Caroline Maria Hewins

  • Caroline Maria Hewins
  • Born: October 10, 1846
  • Died: November 4, 1926

Pioneer in library work for children, was born in Roxbury, Massachusetts, the eldest of nine children, eight daughters and one son, of Charles Amasa He-wins, co-owner of a Boston firm of haberdashers, and Caroline Louisa (Chapin) Hewins. Her paternal ancestors had emigrated from England in 1656; her mother’s paternal grandfather was a Boston art collector and portrait painter. When she was two years old, the Hewins family moved to Jamaica Plains, Massachusetts, and five years later took up residence in a country house in West Roxbury. From her parents Caroline He-wins acquired a love of the outdoors, bird watching, and gardening. The Hewins home was always filled with books, and by the age of four her mother had taught her to spell and read.hwwar-sp-ency-bio-327776-172750.jpg

Hewins’s early education at home was soon supplemented by attendance at a local private elementary school and at Eliot High School. By the age of fifteen she had developed a love of reading, and her private library included the works of Hawthorne, Longfellow, Pope, Tennyson, and Milton, as well as Harper’s and Atlantic magazines. In her last year at high school, she worked as a volunteer secretary at the West Roxbury subscription library. After graduating in 1862, she attended Girls’ High and Normal School in Boston for a year.

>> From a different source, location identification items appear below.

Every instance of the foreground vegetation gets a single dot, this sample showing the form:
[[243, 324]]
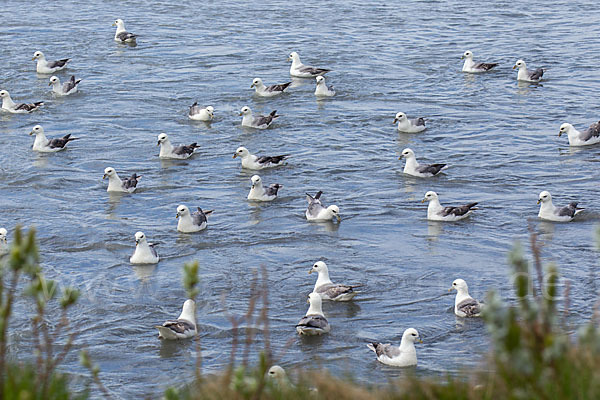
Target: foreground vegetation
[[533, 354]]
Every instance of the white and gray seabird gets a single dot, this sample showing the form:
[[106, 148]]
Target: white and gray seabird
[[329, 290], [44, 145], [409, 125], [67, 88], [464, 305], [183, 327], [403, 356], [550, 212], [144, 253], [48, 67], [437, 212], [191, 222], [314, 322], [299, 70], [260, 193], [250, 161], [115, 184], [258, 122], [412, 167], [181, 152], [316, 212]]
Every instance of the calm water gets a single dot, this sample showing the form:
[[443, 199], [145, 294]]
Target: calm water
[[499, 138]]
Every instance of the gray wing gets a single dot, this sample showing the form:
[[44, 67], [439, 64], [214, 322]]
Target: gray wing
[[432, 169], [485, 66], [131, 182], [592, 131], [272, 189], [278, 88], [458, 211], [183, 149], [313, 321], [58, 63], [470, 307], [179, 325], [537, 74]]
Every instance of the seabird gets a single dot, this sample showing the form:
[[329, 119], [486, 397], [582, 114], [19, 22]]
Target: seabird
[[144, 253], [527, 76], [260, 122], [48, 67], [314, 322], [409, 125], [167, 150], [464, 305], [437, 212], [403, 356], [590, 136], [45, 145], [121, 35], [115, 184], [473, 67], [268, 91], [250, 161], [327, 289], [300, 70], [412, 167], [201, 114], [551, 213], [316, 211], [322, 90], [259, 193], [17, 108], [69, 87], [191, 222], [183, 327]]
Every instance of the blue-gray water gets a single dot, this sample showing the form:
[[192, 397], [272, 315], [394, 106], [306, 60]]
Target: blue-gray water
[[499, 138]]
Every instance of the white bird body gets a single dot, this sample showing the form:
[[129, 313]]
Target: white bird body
[[144, 252], [183, 327], [403, 356]]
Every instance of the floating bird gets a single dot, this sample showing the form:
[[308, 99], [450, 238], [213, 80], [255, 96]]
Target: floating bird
[[551, 213], [409, 125], [250, 161], [260, 122], [48, 67], [403, 356], [17, 108], [259, 193], [412, 167], [314, 322], [436, 212], [527, 76], [121, 35], [327, 289], [66, 88], [144, 253], [201, 114], [45, 145], [191, 222], [473, 67], [322, 89], [268, 91], [167, 150], [183, 327], [115, 184], [590, 136], [3, 241], [300, 70], [316, 211], [464, 305]]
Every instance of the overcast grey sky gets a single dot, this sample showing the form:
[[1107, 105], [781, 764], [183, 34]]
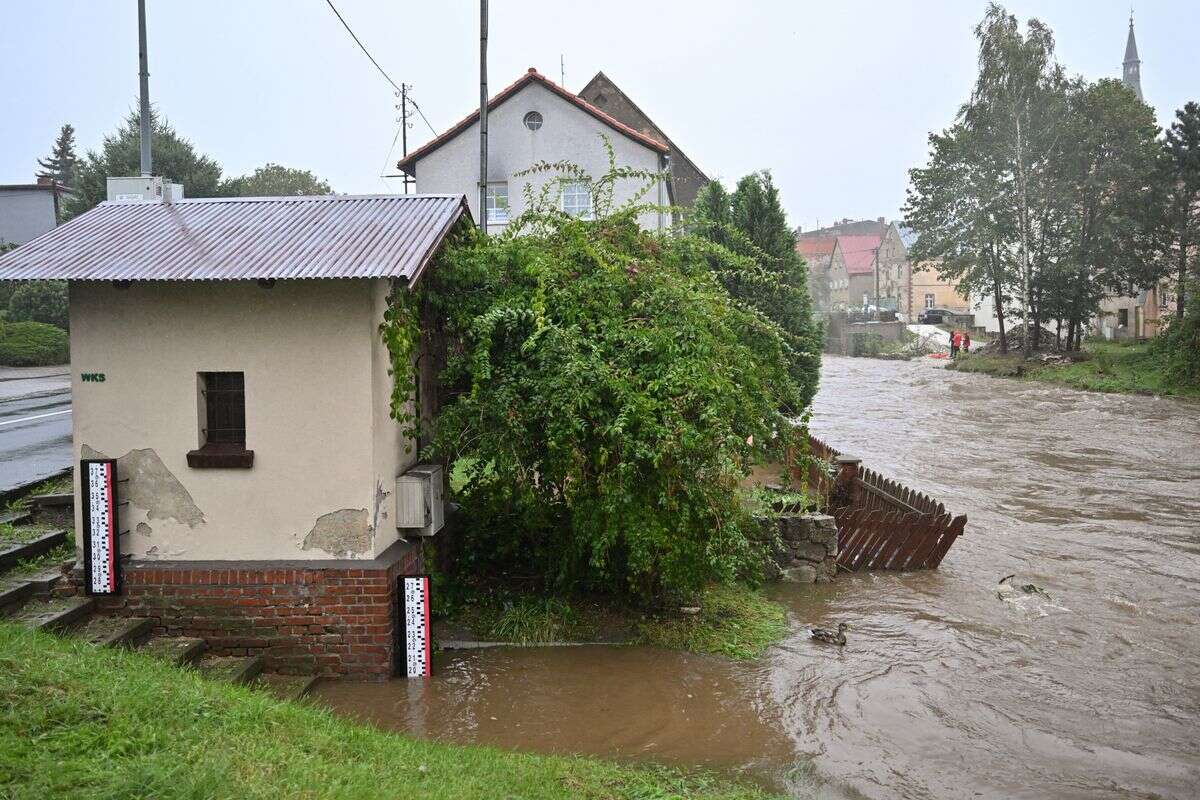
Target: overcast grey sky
[[835, 98]]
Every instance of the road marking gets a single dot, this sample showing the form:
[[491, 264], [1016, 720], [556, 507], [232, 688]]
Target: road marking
[[40, 416]]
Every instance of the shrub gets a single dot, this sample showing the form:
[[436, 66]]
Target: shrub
[[1180, 347], [33, 344], [606, 397], [40, 301]]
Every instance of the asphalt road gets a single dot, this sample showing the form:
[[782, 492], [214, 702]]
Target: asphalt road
[[35, 426]]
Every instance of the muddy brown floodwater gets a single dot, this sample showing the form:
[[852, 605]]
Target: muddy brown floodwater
[[945, 690]]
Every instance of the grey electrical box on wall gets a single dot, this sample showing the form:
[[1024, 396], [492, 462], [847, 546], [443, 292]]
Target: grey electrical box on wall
[[419, 501]]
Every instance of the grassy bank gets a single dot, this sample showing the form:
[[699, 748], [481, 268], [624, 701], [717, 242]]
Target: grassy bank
[[735, 621], [1107, 367], [78, 721]]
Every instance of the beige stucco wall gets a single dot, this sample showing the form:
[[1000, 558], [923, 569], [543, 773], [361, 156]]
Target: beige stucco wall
[[315, 415], [945, 290]]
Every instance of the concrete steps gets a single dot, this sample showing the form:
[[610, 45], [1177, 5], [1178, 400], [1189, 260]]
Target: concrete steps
[[286, 687], [55, 500], [175, 649], [15, 591], [114, 631], [12, 553], [233, 669], [16, 517], [53, 614]]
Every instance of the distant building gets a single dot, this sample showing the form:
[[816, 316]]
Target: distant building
[[687, 178], [1138, 314], [28, 210], [930, 290], [876, 263], [535, 120]]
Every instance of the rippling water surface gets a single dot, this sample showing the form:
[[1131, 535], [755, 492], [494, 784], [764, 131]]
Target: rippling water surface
[[945, 690]]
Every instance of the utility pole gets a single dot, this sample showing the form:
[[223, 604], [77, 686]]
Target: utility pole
[[483, 115], [876, 282], [403, 130], [144, 80]]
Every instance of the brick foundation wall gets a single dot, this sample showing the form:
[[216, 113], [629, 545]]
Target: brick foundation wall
[[333, 619]]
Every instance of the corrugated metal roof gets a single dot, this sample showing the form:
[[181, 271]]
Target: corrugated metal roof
[[233, 239]]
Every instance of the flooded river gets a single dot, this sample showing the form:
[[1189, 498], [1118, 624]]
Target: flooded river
[[945, 690]]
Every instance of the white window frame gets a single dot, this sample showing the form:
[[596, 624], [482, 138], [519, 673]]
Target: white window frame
[[569, 199], [496, 214]]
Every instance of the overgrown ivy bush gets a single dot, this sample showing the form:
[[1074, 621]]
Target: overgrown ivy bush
[[33, 344], [1180, 346], [603, 401]]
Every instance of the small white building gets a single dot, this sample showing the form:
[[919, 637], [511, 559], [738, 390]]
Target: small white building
[[537, 120], [28, 210], [227, 354]]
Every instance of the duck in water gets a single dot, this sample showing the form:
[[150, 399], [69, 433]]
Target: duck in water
[[831, 637], [1027, 588]]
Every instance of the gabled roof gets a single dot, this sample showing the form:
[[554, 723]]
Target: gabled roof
[[244, 239], [822, 246], [858, 252], [408, 162], [601, 83]]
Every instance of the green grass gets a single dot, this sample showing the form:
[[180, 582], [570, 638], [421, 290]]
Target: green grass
[[533, 620], [77, 721], [735, 621], [1113, 367], [22, 534]]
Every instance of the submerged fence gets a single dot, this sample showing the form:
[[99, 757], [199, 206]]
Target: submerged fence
[[881, 523]]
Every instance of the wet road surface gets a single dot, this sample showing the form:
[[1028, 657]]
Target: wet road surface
[[945, 690], [35, 429]]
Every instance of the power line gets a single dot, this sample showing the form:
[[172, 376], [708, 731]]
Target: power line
[[367, 53]]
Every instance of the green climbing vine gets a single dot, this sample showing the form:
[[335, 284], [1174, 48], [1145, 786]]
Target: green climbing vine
[[401, 330]]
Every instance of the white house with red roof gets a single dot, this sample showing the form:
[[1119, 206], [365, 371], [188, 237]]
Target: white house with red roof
[[537, 120]]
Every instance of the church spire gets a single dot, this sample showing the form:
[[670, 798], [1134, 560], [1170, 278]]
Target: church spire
[[1132, 73]]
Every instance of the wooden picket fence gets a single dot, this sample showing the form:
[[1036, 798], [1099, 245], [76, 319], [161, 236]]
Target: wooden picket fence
[[882, 524]]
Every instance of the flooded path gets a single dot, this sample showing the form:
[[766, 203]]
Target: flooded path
[[945, 690]]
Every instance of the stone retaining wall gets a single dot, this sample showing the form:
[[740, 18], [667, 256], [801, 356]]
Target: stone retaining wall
[[804, 547]]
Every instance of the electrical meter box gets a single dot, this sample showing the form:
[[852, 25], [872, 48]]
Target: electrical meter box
[[420, 507]]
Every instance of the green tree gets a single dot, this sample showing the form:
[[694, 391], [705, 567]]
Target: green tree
[[959, 205], [60, 166], [1013, 113], [274, 180], [1181, 184], [1104, 172], [772, 278], [174, 158], [606, 396], [40, 301]]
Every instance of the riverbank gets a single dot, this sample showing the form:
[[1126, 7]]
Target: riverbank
[[1105, 367], [735, 621], [83, 721]]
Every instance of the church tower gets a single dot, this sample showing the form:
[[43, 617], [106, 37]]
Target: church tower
[[1132, 74]]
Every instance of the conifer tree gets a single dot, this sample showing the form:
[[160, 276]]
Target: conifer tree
[[60, 164]]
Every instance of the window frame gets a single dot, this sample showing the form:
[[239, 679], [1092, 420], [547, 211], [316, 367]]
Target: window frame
[[580, 212], [221, 407], [491, 196]]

One day during her tenure at the school, the principal sent her to the Boston Athenaeum, a private scholarly library, to do some research. The library so impressed her that she was determined to work there. Her application was not immediately accepted, and she instead taught in private schools until 1866, when she became the assistant to the Athenaeum’s chief bibliographer, the noted librarian William Frederick Poole. From him she learned the basic techniques and elements of bibliography. She left the position after one year to study at Boston University, but she was determined on a career in library work.

In 1876 Hewins obtained a position in Hartford, Connecticut, at the Young Men’s Institute, a subscription library. As a result of her work, the institute merged with the Hartford Library Association in 1878, to become, in 1892, the Hartford Public Library—the city’s first free library. At the time of her appointment little was being done for children in libraries, but Hewins had a special interest in young people’s literature and began to work with the few children’s books in the institute’s collection.

One of Hewins’s major contributions to the library reform movement was the compilation of Books for the Young: Guide for Parents and Children (1882), the first list of good books especially for children. She also arranged for public and private schools to become regular subscribers to the institute, and for collections of appropriate books to be sent to schools in the area. In 1878, when the library started to publish a bulletin, she saw to it that reading suggestions for children were included. By 1893, the Hartford Public Library circulated over 50,000 children’s books each year, and in 1895 Hewins opened a small branch library at the North Street Settlement that contained an extensive children’s section. The work of the settlement so impressed her that she took up residence there for twelve years, working specifically with its children.

In 1904, the Hartford library opened a children’s room, and Hewins worked to spread the library movement to other areas of Connecticut. She was founder and first secretary of the Connecticut Library Association in 1891 and president in 1912. When the state legislature appointed a Public Library Commission in 1893, she became its secretary. A board member of the American Library Association (ALA), and one of its vice presidents in 1891, she was the principal organizer behind the creation of ALA’s children’s library division in 1900, and the first woman to speak from the floor of the organization’s annual assembly.

Hewins remained the head of the Hartford Public Library until her death, taking an active interest in community affairs and organizing an Educational Association that was a forerunner of the Parents and Teachers Association.

At the age of eighty she died of pneumonia in Hartford. Funeral services were held in the city’s Center Church.

Some of Caroline Hewins’s papers can be found at the New York Public Library. Her works include Books for Boys and Girls: A Selected List (1897,1904, 1915) and A Mid-Century Child and Her Books (1926). There is no full-length biography. Her life must be pieced together from scattered sources. The best modern sketch is in Notable American Women (1971). See also J. D. Lindquist, “Caroline M. He-wins and Books for Children,” in Caroline M. Hewins: Her Book (1954); M. E. S. Root, “Caroline Maria Hewins,” in E. M. Danton, ed., Pioneering Leaders in Librarianship (1953); R. R. Bowker, “Women in the Library Profession,” Library Journal, June 15, 1920; and the National Cyclopedia of American Biography, vol. 21 (1931). An obituary appeared in the Library Journal, November 15, 1926.